俺が一番怖がるものって何だろう・・・そう考えてるうち、気がついたら
電灯をつけて、長持のある押入れの前まできてたんだよ。あ、俺、
あの長持を開けるつもりなのか? いやいや、見るだけ、ただ見るだけだ。


そう考えて押し入れを開けた。あの長持があって、さしこんだ電灯の光を反射して
黒光りしてる。そして俺は・・・長持に巻いてあった長い白紐をほどいて・・・

魅入られたように蓋を開けてしまったんだよ。桐材かなんかだろうか。蓋は軽く、
するっと開いたんだ。そして縁に手をかけて長持を部屋の中に引っ張り出し、
それから中をのぞいた。
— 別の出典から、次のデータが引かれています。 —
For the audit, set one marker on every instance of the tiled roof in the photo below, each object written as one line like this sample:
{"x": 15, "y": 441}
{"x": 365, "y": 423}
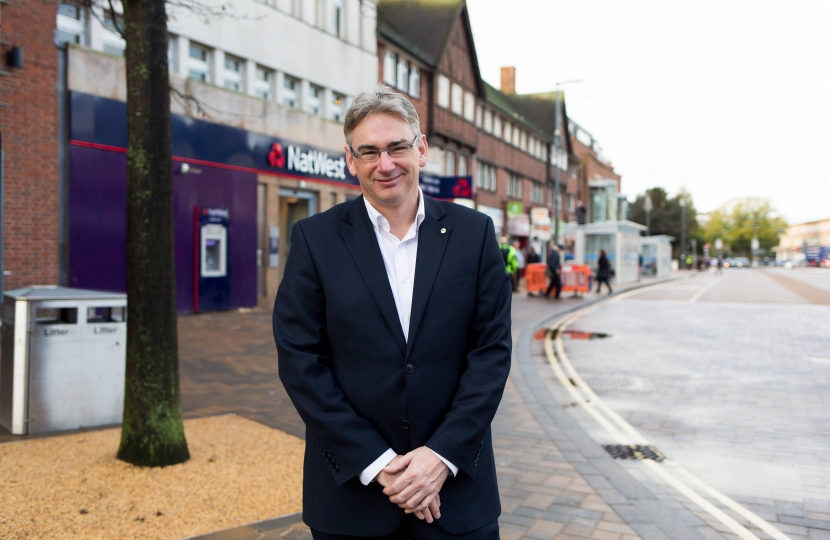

中にあったのは・・・・・そうかあ、なるほどな。

こりゃ怖い。たしかにこれが俺がもっとも怖いもんだよ。間違いねえ。この長持、

誰が何のために作ったのか知らねえが、誰よりもよく俺のことを知ってると思った。
そうかあ、これが入ってたのか。俺は他のやつに迷惑がかからないよう、長持の
蓋を閉めて押し入れに戻した。そして鴨居に、持ってたナイフで切ったテレビの

コードをかけて輪っかにし、そこに静かに首を入れたんだよ。

苦しいのは数秒で、すぐに目の前が真っ暗になった。手足が痙攣している。

小便を漏らした感覚があった。ズボンの前が暖かくなって、ああ、

宿の人に申しわけがないな、そう考えたとき、唐突に意識が途絶えた。